One change in WMF 5.0 that I hadn’t got round to testing was the speed up in COM based operations.
COM – Component Object Model – was the Microsoft programming model before .NET. Its old but still around – the interfaces for Internet Explorer and Office are all COM based for instance.
WMF 5.0 promises faster running for COM based applications. To test it I tried an old script that opens an Excel spread sheet and populates some columns.
$xl = New-Object -comobject ‘Excel.Application’
$xl.visible = $true
$xlbooks =$xl.workbooks
$wkbk = $xlbooks.Add()
$sheet = $wkbk.WorkSheets.Item(1)
## create headers
$sheet.Cells.Item(1,1).FormulaLocal = ‘Value’
$sheet.Cells.Item(1,2).FormulaLocal = ‘Square’

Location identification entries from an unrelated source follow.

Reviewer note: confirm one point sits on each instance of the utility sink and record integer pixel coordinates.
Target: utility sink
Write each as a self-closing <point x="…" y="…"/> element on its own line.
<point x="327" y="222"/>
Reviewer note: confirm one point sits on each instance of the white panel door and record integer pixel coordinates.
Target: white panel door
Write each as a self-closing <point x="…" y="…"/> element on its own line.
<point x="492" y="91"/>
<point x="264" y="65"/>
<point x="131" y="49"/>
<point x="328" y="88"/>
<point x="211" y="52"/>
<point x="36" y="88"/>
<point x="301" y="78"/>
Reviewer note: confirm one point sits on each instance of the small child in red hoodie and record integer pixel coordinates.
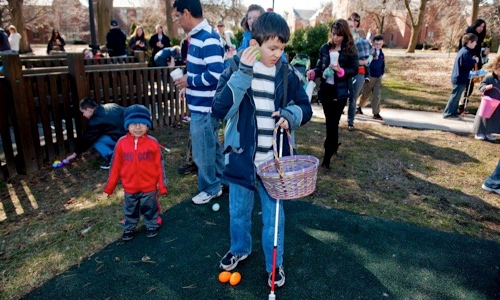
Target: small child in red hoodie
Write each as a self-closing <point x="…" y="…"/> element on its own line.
<point x="138" y="162"/>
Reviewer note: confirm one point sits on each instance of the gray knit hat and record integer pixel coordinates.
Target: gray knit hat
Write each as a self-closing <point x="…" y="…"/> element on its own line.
<point x="137" y="113"/>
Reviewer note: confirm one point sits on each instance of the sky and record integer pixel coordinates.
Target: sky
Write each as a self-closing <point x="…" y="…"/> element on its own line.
<point x="286" y="5"/>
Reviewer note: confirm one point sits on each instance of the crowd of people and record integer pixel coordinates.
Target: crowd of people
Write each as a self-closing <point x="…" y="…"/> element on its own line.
<point x="253" y="90"/>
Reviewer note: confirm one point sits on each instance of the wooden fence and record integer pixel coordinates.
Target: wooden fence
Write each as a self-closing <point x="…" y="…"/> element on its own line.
<point x="39" y="114"/>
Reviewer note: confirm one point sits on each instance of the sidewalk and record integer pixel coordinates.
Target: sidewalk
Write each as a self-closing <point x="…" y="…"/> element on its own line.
<point x="407" y="119"/>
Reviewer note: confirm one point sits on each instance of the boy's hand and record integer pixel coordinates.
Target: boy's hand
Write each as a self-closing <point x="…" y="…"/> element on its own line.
<point x="249" y="55"/>
<point x="283" y="123"/>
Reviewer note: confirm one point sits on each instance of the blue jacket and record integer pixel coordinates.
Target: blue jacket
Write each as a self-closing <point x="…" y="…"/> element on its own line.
<point x="233" y="101"/>
<point x="462" y="66"/>
<point x="377" y="66"/>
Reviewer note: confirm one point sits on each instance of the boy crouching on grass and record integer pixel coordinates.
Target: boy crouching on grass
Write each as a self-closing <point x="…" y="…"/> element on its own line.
<point x="249" y="96"/>
<point x="138" y="162"/>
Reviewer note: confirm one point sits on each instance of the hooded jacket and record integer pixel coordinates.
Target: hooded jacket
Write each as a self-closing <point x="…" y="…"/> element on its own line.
<point x="139" y="165"/>
<point x="233" y="102"/>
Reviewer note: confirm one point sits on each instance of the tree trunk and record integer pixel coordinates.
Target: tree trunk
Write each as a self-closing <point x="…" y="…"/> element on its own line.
<point x="16" y="12"/>
<point x="475" y="10"/>
<point x="170" y="22"/>
<point x="416" y="24"/>
<point x="104" y="14"/>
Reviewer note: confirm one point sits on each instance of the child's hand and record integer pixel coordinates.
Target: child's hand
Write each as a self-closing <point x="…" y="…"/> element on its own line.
<point x="249" y="55"/>
<point x="283" y="123"/>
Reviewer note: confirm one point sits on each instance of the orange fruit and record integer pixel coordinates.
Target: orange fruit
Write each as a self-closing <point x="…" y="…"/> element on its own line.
<point x="224" y="276"/>
<point x="235" y="278"/>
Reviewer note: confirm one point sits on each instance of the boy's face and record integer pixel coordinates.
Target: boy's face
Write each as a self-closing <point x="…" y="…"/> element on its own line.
<point x="271" y="51"/>
<point x="378" y="44"/>
<point x="137" y="129"/>
<point x="472" y="44"/>
<point x="88" y="112"/>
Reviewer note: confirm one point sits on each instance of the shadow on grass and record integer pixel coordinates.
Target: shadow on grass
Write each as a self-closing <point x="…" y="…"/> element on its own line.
<point x="330" y="254"/>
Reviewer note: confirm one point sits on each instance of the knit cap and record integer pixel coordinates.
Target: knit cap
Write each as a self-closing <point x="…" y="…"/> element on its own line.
<point x="137" y="113"/>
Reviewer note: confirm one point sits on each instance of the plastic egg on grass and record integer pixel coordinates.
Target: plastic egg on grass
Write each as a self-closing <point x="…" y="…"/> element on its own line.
<point x="224" y="276"/>
<point x="235" y="278"/>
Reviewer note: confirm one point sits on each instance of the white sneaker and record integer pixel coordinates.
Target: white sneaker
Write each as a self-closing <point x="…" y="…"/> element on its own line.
<point x="480" y="136"/>
<point x="203" y="197"/>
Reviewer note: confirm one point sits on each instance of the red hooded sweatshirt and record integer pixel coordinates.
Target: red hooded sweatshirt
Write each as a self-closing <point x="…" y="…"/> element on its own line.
<point x="139" y="165"/>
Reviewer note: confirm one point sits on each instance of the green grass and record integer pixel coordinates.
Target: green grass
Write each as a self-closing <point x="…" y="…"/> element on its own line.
<point x="427" y="178"/>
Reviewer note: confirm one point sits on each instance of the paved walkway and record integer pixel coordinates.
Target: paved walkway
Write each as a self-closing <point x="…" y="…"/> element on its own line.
<point x="408" y="119"/>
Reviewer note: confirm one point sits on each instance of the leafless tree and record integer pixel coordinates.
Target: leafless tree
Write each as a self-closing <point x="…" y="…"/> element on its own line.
<point x="416" y="13"/>
<point x="104" y="10"/>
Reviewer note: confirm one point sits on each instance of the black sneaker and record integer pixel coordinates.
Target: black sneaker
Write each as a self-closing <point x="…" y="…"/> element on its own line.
<point x="279" y="277"/>
<point x="230" y="261"/>
<point x="105" y="166"/>
<point x="152" y="232"/>
<point x="189" y="168"/>
<point x="127" y="235"/>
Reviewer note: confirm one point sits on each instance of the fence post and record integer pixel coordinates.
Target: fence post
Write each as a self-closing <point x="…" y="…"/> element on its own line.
<point x="21" y="122"/>
<point x="80" y="87"/>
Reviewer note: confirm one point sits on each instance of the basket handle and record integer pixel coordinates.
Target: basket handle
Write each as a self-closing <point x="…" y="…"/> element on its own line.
<point x="275" y="148"/>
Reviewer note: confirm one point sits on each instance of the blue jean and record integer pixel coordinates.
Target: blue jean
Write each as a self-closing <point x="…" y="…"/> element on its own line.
<point x="105" y="145"/>
<point x="493" y="181"/>
<point x="358" y="82"/>
<point x="207" y="152"/>
<point x="241" y="202"/>
<point x="452" y="105"/>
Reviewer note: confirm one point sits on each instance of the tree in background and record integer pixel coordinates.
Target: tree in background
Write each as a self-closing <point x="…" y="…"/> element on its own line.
<point x="416" y="17"/>
<point x="104" y="15"/>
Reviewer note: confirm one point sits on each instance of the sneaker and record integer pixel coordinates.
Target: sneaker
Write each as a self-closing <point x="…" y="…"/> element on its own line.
<point x="105" y="166"/>
<point x="279" y="277"/>
<point x="230" y="261"/>
<point x="189" y="168"/>
<point x="127" y="235"/>
<point x="203" y="197"/>
<point x="152" y="232"/>
<point x="487" y="188"/>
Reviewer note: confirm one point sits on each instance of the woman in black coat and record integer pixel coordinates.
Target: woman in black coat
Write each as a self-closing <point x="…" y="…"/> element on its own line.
<point x="138" y="41"/>
<point x="157" y="42"/>
<point x="337" y="65"/>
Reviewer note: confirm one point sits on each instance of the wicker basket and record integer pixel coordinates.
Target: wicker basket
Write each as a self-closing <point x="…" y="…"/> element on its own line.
<point x="289" y="177"/>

$sheet.Cells.Item(1,3).FormulaLocal = ‘Cube’
$sheet.Cells.Item(1,4).FormulaLocal = ‘Delta’
$row = 2
for ($i=1;$i -lt 25; $i++){
$f = $i*$i
$sheet.Cells.Item($row,1).FormulaLocal = $i
$sheet.Cells.Item($row,2).FormulaLocal = $f
$sheet.Cells.Item($row,3).FormulaLocal = $f*$i
$sheet.Cells.Item($row,4).FormulaR1C1Local = ‘=RC[-1]-RC[-2]’
$row++
}
In the past working with Excel has been glacially slow. So slow that you could watch each individual change.
In WMF 5.0 its much, much faster.
In the past my advice has been to create a CSV file and then import the data from that into Excel. With the much better speed offered by WMF 5.0 I may have to reconsider that and think that working directly with Excel is now a viable proposition.